CLAUDE.md is the most important file — the agent reads it every session. Put preferences, patterns, and project context here. When something goes wrong, add a note so the agent learns.

docs/solutions/ builds institutional knowledge. Each solved problem becomes searchable documentation.

Strengths

  • Systematic workflow — Structure beats ad-hoc prompting for complex projects
  • Multi-agent review — 14 specialists catch more than one generalist
  • Knowledge capture — The Compound step prevents repeated mistakes
  • Cross-platform — Works across major AI coding tools
  • Battle-tested — Used internally at Every to run five products
  • Open source — MIT licensed, full visibility into agents and prompts

Weaknesses / Considerations

  • Overhead for small tasks — The full loop is overkill for quick fixes
  • Claude Code first — Other platform support is experimental
  • Learning curve — The 80/20 ratio feels slow until it clicks
  • Token usage — 14 parallel review agents consume significant context
  • Opinionated — Assumes you want Every's workflow, not your own

Who Built It

Every is Dan Shipper's company focused on AI-augmented productivity. They run:

  • Cora — AI computer assistant
  • Monologue — Voice journaling
  • Sparkle — AI writing tool
  • Spiral — Writing assistant
  • Every.to — Newsletter/publication

The compound engineering system emerged from running all five products with small teams. Kieran Klaassen is the primary engineer behind the plugin implementation.

Ideal User

  • Solo developers or small teams managing complex codebases
  • Claude Code power users wanting more structure
  • Teams tired of repeated mistakes who want knowledge capture
  • Developers who value planning over "just start coding"
  • Anyone experimenting with multi-agent workflows

Bottom Line

The Compound Engineering Plugin represents a mature philosophy for AI-assisted development. The core insight — that each unit of work should make future work easier — is simple but rarely implemented systematically.

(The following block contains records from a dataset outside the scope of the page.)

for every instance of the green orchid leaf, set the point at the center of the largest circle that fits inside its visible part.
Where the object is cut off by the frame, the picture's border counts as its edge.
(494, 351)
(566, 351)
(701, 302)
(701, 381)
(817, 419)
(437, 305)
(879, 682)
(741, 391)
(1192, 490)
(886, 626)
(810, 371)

The 80/20 ratio (planning/review vs. execution) feels counterintuitive to developers trained to "just start coding," but Every's results running five products with small teams suggest it works.

The 14-agent parallel review is the technical standout. Most AI coding tools review with one model in one pass. Compound Engineering throws specialized agents at security, performance, architecture, and style simultaneously — catching more issues by construction.

For teams ready to invest in systematic AI workflows rather than ad-hoc prompting, this is the most complete open-source option available.